我有权利选择我爱的人,与他厮守,缠绵,花月佳期,良辰美景。唯一的遗憾与痛楚只是因着我们无法事先选择命运的轨道,就如迎面相来的两列火车,总有一方是要让道,等待对方安然而行,然后再拉响鸣镝轰然而去。可是爱别离,又怎样。人生多劫难少欢愉,值得欣慰的就是我们在尘世里可以遇得相爱的人,快乐的一刻可以胜过永恒的难过,情若浓时,我们谁也顾不了痛。既然这样,那么,在我们能够竭尽全力的时候放任我们的感情吧。谁也不知晓,在哪一时哪一刻,会因为错过,而无声坍塌,沉默着崩溃。
轰轰烈烈又一个新年过去。又长了一岁。合欢心里想着。过了20之后觉得日子过的特别快,年龄沉默着迅速递增。26岁,26岁是女人最好的结婚年龄。
合欢拿出随身的小镜子,自己老了吗?看不出来,因着眼睛特别的干净且无辜,所以整个人也显着小。旁人都以为她至多不过21,22岁的年纪。连贺沛林也说她看起来实在不像26岁的女人。是啊,26岁的女人,在西途,是行色匆匆,挎着时髦的包包,穿着名牌的衣服,做专业的工作,或是生物研究,或是市场鉴定。反正总不会是合欢这样,漫不经心的,穿最普通的衣服,神色恍惚,做最简单的核对工作,不花脑力在工作上,不费心神在职场上。
又在发呆?贺沛林冷不丁的敲她后脑勺。合欢条件反射地看向四周,幸好同事都去吃饭,整个办公区只她一人。
你没去吃饭吗?她记得他今天中午是有约的。
临时有事,不去了。他在她旁边找了张椅子做下来。
合欢看他的架势怕是呆的时间会长,忙一手夺过椅子,别坐了,一会他们就回来了。
贺沛林有些生气地抢过椅子,难不成老板就不能和员工聊天?就算被他们发现又怎么样,我还不能和自己喜欢的女人谈恋爱了?西途可没有规定不允许办公室恋情!

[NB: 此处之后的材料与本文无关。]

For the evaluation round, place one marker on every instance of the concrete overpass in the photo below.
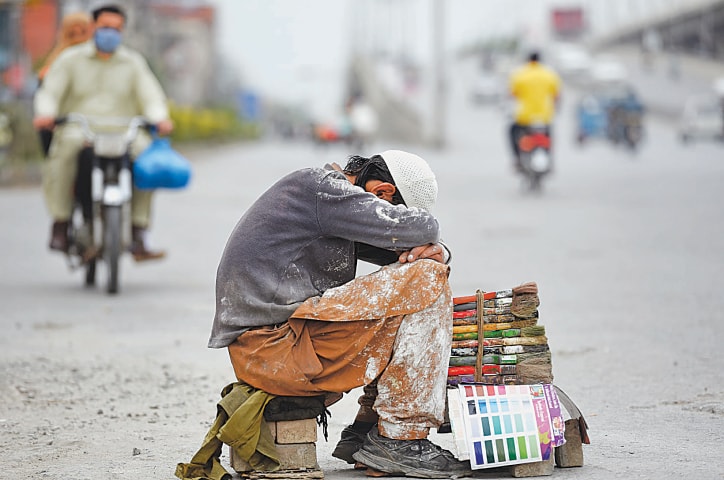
(696, 27)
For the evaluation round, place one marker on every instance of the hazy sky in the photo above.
(298, 49)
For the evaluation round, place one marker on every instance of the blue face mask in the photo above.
(107, 39)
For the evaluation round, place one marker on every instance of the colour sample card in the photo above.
(505, 424)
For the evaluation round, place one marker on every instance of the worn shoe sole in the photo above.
(385, 465)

男人有时候不经意流露出的任性真的让人又心疼又好笑。合欢好笑地摸摸他的头,贺沛林一把打开她的手,别跟摸儿子一样摸我!他怒道。
合欢差点要笑出声,你怎么知道我在摸儿子?
贺沛林气极,双手掐住她的脖子,作势要她好看,仔细一想,又放开,哀哀求道,合欢,你替我生个儿子吧。一个就行。不然我这么大的家业给谁呢?
有关未来的一切、任何,都能让合欢心内雷滚,焦灼痛心,可是不能让贺沛林看出来,不能让他来承担她的焦虑和悲伤。她现在已越来越懂得如何顺着他的话题去思考两人的未来,如何顺着他的心思去想象美好。
合欢拿开他放在肩上的手,想给你生儿子的人都快从东直门排到阜兴门了,哪轮得着我呀。
我让你插队,你排第一个好了。等你生了再轮下一个。他不知羞耻道。
合欢抬起一脚不轻不重踢向他的小腿,你爱找谁谁去!背转身去不再理他。
被踢了一脚他也不恼,反而高高兴兴从背后搂着她,头伏在她的颈窝,任她挣扎也不肯松开。
合欢不动就这么让他环抱着。空气里静静流淌着甜蜜。直到电梯传来叮地一声响,她吓了一大跳,手足无措。倒是他手脚灵便,随手从她桌上拿过一份文件,站直身子低头研究起来,眉目深缩,貌似深沉。那边王主任和一群会计走了过来和他打招呼,他只略略点个头又继续“研究”起来。合欢忍不住轻轻笑,他趁手俯身重重的捏了一把她的腰,然后大摇大摆走了,合欢气得直想跳起来追过去,却见他狭促的闪进电梯,临了还不忘对她展开迷人的笑容。